2. Increase forage quality (by removing dead plant matter and sometimes increase crude
protein content of green leaves).
3. Facilitate management (reduce or prevent the establishment of woody plant thickets).
4. Prepare land for seeding (e.g. in prairie restoration, a USDA program provides funds to
farmers who want to restore farmland into prairie. Participants in the program are obliged
to burn every few years and reseed with a mixture of commercially produced prairie
species seeds).
5. Reduce wildfire hazards (remove accumulated fuel loads or prevent the establishment of
high fuel loads).
6. Manage wild animals (many animals prefer a patchwork of habitat in various stages of
post-fire revovery, or succession to serve different needs: food, shelter, mating).

The costs and risks associated with prescribed burns are:
1. Prescribed burns are costly, between $2.78 – 33.65 per acre. The magnitude of the
benefits are not well known.
2. Negative impacts of smoke on human well being.

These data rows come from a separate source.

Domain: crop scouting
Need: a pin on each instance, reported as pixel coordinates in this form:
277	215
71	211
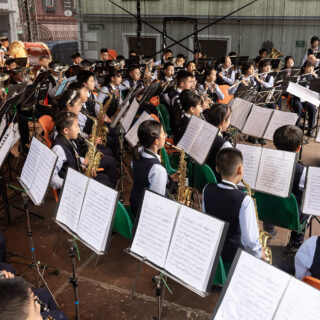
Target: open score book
178	240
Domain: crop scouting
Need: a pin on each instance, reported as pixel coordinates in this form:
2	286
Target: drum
30	50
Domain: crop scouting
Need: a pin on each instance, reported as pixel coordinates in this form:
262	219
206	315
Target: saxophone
92	154
263	235
184	194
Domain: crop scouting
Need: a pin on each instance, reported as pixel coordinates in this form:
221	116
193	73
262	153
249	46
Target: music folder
268	170
180	242
37	171
198	139
257	290
86	209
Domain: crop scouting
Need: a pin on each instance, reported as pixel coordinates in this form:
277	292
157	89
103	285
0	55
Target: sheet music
30	165
128	118
70	203
156	223
257	121
193	247
240	110
251	159
304	93
279	119
301	301
43	174
3	124
254	291
275	172
6	143
203	140
96	214
132	135
311	197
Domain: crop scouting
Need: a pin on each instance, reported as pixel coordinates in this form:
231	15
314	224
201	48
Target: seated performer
225	73
68	129
19	302
219	116
209	87
191	105
290	138
298	106
307	259
224	201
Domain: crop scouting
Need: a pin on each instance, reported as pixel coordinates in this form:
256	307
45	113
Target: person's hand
175	176
98	140
106	119
7	274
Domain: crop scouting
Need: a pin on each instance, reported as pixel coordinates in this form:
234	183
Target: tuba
263	235
275	54
184	195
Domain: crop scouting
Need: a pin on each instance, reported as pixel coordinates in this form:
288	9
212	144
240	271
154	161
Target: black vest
225	204
141	169
212	157
315	267
73	160
295	188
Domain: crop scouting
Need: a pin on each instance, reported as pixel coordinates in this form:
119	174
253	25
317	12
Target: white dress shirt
247	221
304	257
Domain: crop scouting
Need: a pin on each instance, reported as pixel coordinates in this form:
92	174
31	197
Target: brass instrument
275	54
92	154
184	195
263	235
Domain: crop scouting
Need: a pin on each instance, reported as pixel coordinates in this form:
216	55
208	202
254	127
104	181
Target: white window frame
126	49
209	37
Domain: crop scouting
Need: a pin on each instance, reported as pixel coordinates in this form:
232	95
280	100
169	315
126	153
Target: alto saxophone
92	154
263	235
184	194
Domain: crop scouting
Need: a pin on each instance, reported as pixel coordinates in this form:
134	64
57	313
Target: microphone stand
73	280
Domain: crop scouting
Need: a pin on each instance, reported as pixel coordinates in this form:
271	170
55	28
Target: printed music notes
37	170
183	242
86	209
256	290
258	121
311	196
132	135
198	139
268	170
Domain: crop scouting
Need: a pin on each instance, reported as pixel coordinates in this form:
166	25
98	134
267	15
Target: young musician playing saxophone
148	171
226	202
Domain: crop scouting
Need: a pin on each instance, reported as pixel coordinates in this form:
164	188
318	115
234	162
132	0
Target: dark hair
76	86
148	131
183	75
180	55
68	97
102	50
64	120
288	138
228	160
75	55
133	67
43	57
84	76
14	298
287	58
189	62
218	114
263	50
246	67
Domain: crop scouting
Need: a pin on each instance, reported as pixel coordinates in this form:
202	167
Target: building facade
286	25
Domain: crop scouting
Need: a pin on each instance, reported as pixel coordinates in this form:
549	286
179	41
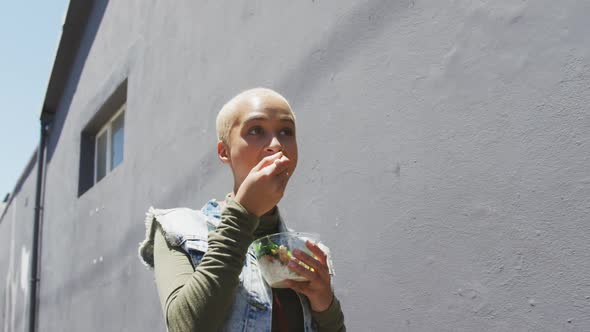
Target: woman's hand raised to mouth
264	186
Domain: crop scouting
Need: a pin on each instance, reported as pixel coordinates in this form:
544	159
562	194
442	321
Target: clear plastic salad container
274	252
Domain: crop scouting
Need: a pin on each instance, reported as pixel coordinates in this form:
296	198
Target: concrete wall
16	235
444	151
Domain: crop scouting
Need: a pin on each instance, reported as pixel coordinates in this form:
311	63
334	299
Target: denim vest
188	230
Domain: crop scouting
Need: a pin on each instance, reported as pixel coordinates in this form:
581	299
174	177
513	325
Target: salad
274	252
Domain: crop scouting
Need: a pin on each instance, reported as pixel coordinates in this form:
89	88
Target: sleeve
331	319
201	298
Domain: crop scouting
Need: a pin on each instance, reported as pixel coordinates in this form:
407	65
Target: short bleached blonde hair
227	115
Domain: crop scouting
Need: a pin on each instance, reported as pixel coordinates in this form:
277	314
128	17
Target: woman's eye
286	132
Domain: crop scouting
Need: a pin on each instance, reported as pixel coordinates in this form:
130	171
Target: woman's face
263	125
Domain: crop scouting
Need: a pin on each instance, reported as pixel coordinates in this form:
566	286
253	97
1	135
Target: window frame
108	126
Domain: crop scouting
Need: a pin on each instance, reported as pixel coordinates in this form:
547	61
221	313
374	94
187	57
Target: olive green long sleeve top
201	299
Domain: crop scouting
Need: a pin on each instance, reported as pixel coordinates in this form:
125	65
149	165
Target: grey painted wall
444	152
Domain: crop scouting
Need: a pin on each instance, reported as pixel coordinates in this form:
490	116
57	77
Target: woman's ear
223	152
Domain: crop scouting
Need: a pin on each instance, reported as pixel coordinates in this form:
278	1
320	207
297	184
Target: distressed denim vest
188	229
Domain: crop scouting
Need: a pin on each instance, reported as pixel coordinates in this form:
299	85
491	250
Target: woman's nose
274	146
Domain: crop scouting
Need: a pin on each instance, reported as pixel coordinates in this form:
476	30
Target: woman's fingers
302	271
298	286
267	161
310	261
315	249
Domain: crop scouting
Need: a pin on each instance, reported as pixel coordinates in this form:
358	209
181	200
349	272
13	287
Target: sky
29	36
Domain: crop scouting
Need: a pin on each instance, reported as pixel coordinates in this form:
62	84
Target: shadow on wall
329	54
63	106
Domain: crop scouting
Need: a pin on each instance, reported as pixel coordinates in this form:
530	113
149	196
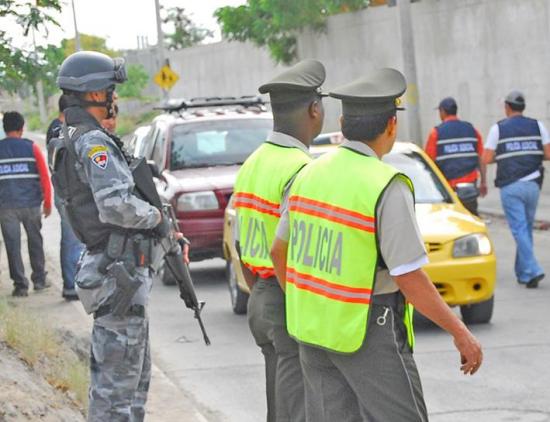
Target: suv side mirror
467	191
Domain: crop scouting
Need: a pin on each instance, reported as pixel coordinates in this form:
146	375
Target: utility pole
160	45
409	63
39	87
76	34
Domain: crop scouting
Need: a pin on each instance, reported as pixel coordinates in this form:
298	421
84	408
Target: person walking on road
518	145
349	252
456	147
261	184
24	188
93	179
70	248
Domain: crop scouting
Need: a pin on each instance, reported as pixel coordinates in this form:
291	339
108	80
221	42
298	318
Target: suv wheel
239	299
478	313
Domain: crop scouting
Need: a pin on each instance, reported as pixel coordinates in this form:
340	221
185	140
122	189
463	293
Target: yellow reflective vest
333	251
257	197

3. Increased erosion: burning just before an intense rainy season can increase rates of
erosion.
4. Costs to society of burns that went of out control.
The issues surrounding prescribed burns are a good example of the difficulty in assessing the
economics of ecosystem goods and services. How do we value the risk of fires burning out of
control against the benefits of a species-rich environment? How do we value the long-term costs
associated with loss of topsoil due erosion against the short-term gains through increased forage
quality? These questions highlight that sustainable land management is as much a question of
science as it is of society, culture and economics.